Traveler 6/21
Bułgaria i Rumunia
Mamy taki zwyczaj w redakcji, że po powrocie z wyjazdu każdy z nas relacjonuje zespołowi swoją podróż. I często właśnie pod wpływem tych opowieści rodzą się pomysły na kolejne wydania Travelera. Tak też się stało i teraz.
Michał Cessanis, redakcyjny kolega, niedawno był w Bułgarii i za sprawą jego historii o tym, jak bardzo zmienił się na plus ten kraj, ile niesamowitych, zaskakujących miejsc odwiedził i czego doświadczył – a o czym przeczytacie na str. 60, sami nagle poczuliśmy ochotę się tam wybrać. Bułgaria jest jednym z najstarszych krajów w Europie, powstała w 681 r., trzecim po Włoszech i Grecji pod względem liczby najbardziej wartościowych stanowisk archeologicznych, drugim po Islandii, jeżeli chodzi o liczbę źródeł mineralnych – to prawdziwe królestwo spa. Ma też Płowdiw, jedno z najstarszych nieprzerwanie zamieszkanych miast na naszym kontynencie. Tutaj wytwarza się 85 proc. światowego olejku różanego i wreszcie to właśnie z tych terenów pochodził słynny Spartakus.

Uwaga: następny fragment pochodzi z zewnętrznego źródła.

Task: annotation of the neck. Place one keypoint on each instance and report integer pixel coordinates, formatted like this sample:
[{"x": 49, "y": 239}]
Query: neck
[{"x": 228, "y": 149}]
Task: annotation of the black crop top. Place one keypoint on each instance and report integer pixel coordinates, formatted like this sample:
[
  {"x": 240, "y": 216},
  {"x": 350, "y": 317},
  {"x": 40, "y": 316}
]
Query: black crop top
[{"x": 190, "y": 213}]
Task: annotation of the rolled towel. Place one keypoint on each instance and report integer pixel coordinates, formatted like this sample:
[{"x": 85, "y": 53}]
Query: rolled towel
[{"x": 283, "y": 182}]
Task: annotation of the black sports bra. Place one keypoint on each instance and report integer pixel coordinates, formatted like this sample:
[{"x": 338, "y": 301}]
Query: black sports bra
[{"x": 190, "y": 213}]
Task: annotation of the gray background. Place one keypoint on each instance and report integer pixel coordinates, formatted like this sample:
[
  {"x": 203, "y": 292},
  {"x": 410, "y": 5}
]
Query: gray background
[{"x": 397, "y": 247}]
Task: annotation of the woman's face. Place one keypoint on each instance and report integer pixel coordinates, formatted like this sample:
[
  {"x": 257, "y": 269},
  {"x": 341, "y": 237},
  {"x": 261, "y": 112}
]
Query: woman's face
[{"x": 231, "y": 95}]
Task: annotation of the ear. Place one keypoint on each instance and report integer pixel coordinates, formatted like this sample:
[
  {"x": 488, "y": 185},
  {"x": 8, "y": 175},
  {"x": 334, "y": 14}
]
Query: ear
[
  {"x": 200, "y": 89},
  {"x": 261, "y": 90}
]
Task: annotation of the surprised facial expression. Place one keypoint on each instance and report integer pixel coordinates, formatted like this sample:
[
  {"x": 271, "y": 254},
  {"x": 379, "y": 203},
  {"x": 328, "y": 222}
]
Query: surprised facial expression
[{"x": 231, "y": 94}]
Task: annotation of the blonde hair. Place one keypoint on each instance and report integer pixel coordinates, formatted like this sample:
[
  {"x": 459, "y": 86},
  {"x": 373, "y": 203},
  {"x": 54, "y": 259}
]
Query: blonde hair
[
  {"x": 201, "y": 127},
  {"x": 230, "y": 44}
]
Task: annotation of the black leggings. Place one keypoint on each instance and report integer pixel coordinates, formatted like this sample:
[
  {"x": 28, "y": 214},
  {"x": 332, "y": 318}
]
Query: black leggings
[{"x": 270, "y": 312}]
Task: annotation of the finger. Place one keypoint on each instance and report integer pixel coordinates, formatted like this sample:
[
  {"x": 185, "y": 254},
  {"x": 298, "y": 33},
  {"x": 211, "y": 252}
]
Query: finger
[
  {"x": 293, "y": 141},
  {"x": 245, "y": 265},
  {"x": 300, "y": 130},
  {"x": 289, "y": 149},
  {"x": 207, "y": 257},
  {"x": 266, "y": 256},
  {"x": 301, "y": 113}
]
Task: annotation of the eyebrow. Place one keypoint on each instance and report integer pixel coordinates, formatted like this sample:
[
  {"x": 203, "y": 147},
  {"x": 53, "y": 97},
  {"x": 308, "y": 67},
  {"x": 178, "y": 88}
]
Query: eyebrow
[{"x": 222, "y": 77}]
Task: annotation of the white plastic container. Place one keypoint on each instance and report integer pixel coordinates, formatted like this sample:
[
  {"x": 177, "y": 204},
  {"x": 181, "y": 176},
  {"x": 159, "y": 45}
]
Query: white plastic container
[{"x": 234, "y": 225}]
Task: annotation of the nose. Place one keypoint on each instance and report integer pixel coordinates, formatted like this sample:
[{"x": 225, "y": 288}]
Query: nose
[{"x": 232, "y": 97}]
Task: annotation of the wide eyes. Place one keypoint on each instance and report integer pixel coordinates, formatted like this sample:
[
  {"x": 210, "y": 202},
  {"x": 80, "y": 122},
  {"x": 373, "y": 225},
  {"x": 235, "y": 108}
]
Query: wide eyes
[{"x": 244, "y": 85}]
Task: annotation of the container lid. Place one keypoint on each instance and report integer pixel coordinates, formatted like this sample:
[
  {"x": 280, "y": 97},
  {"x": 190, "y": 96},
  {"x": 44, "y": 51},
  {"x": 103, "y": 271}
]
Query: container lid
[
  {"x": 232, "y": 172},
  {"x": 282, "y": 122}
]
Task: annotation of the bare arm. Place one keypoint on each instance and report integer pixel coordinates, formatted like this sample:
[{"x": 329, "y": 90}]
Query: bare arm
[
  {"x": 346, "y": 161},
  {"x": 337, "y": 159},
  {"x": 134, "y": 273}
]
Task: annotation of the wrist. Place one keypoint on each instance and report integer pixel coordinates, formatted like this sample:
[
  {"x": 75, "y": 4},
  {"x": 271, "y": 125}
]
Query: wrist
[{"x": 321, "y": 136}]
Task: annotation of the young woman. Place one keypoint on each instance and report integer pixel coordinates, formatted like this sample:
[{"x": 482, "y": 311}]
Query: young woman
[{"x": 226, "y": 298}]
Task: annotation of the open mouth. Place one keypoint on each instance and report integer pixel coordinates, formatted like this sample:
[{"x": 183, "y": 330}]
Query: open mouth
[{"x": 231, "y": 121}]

Z kolei o jej sąsiadce Rumunii piszemy za sprawą Magdy Rudzkiej, która wspominała swoją podróż do Transylwanii – a ta, jak wiadomo, jest domem Drakuli. Choć, co ciekawe, akurat jego wątek w tej całej zachwycającej krainie wydaje się najmniej interesujący. Rumunia ma też Drogę Transfogaraską określoną przez Jeremy’ego Clarksona najpiękniejszą drogą na świecie i z pewnością jedną z najtrudniejszych do pokonania. Oraz wiele innych równie wyjątkowych atrakcji. Sami przyznacie, że wybór nie jest łatwy.
Chyba nie pozostaje mi nic innego, jak rzucić monetą.